THE COLOR OF ROSÉ.  It’s tempting to choose a rosé based on color, but don’t put too much emphasis on that. Darker rosés somehow give the impression that they are sweeter (Hey Kool-Aid!), which is not necessarily the case.  More intensely colored rosés do, however, generally have more body because the juice of the grapes spends more time mingling with the skins.  (The skin of the grape is what gives a wine color; in all but a very few cases, the pulp inside the grape is clear.) Grape variety can effect color as well. You would expect a rosé made from Cabernet Sauvignon to be darker than a rosé made from Pinot Noir, because the skin of the Cabernet grape is darker. A good start is to think about a red wine grape that you like, and try a rosé made from that grape.

METHOD TO THE MADNESS.  If you want to get a little advanced, ask about how the rosé was made.  In the Direct Press method, grapes are gently pressed until skins from the grapes turn the juice a pinkish color. When the desired color is attained, the juice is transferred to a tank to rest. Direct Press rosés commonly highlight floral characteristics and are delicate and aromatic. In the Saignée method, rosé is produced during the process of making red wine.  At a very early stage in the red winemaking process (2 hours to a full day), some of the juice, which is starting to develop color, is bled off to make rosé. The remaining juice and grape skins will continue on to make red wine. These rosés tend to be less aromatic, rounder, and fruitier in flavor. Some rosés use a combination of the two methods.

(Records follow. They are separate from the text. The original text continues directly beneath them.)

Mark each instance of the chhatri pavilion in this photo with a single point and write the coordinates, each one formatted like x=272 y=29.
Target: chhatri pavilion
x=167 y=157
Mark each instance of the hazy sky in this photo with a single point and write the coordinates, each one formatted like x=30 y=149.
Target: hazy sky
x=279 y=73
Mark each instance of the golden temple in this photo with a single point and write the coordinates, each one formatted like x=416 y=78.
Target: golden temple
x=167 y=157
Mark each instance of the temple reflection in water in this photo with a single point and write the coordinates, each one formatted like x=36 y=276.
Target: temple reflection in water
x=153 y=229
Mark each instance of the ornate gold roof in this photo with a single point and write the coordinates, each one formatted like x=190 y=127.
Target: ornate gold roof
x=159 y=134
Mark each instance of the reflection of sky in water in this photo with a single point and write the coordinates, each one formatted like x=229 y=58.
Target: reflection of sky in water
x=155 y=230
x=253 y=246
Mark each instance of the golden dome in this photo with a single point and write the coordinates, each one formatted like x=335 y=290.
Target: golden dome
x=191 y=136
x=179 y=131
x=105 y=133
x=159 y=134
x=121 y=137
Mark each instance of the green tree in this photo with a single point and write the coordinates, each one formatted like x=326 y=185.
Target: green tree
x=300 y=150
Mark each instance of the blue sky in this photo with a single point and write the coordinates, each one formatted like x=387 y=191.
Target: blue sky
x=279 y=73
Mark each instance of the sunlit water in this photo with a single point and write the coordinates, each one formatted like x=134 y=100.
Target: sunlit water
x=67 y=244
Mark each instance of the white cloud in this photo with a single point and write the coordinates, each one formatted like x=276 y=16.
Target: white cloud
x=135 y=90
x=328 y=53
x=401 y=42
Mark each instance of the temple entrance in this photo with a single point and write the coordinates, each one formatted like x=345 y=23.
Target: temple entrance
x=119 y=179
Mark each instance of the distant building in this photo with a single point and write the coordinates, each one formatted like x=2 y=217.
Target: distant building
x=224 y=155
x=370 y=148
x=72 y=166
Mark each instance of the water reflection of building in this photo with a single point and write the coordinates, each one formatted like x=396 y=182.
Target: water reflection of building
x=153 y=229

DOES AGE MATTER? Rosé wines can age. Let’s just get that out of the way so the wine geeks don’t cry foul on me. There are rosés from the Bandol region of France that age well, Spanish Rioja rosés that age well, and certainly rosé Champagnes that stand the test of time. Most rosés you’ll find in your local store, however, are going to be from the previous year’s vintage (2017), or one year older (2016).  Many of the rosé wines that are built to last will cost you more than $25. The vast majority of rosés under $25 are made to be drunk young and fresh, within a year or two of the vintage date.

Whether you are looking for a wine to sip by the pool, quaff on the porch, enjoy with a plate of salumi and olives, or pair with a more serious meal, there is a rosé out there for you. Cheers!